In August 1995, Harpers Magazine conducted a round table discussion with Wired’s Kevin Kelly, author Sven Birkerts, the Well’s John Perry Barlow, and Mark Slouka. The results were condensed in the magazine [PDF], and the conversation outlines the two ideologies that continue to converse today: Those who believe that the paper incarnation of the book is an irreplaceable arena for the delivery of its content, and those who don’t. Birkerts discusses the former in his 1995 book, The Gutenberg Elegies: The Fate of Reading in an Electronic Age.

In 2004, the National Endowment for the Arts sent a shot across the bow in a paper called “Reading at Risk,” [PDF]. The researchers surveyed 17,000 people, and they concluded that the future of literary reading is bleak: “Literary reading in America is not only declining rapidly among all groups, but the rate of decline has accelerated, especially among the young.”

Still, the total number of books sold continues to rise, so is the future really that bleak? The NEA thinks so. It released a follow-on to Reading at Risk called “To Read or Not To Read.” This study focuses on young readers, and links the decline in reading to “civic, social and economic” risks.

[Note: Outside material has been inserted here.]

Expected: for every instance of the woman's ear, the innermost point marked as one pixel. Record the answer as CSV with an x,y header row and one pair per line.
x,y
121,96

Last spring, Nicholas Carr discussed Google’s effect on literary reading in the Atlantic, provocatively titled “Is Google Making Us Stupid.” [I discussed this in a blog post at the Cooper Journal called “Dumb is the new smart”]. In it, he interviews a blogger who confesses the following:

“I can’t read War and Peace anymore,” he admitted. “I’ve lost the ability to do that. Even a blog post of more than three or four paragraphs is too much to absorb. I skim it.”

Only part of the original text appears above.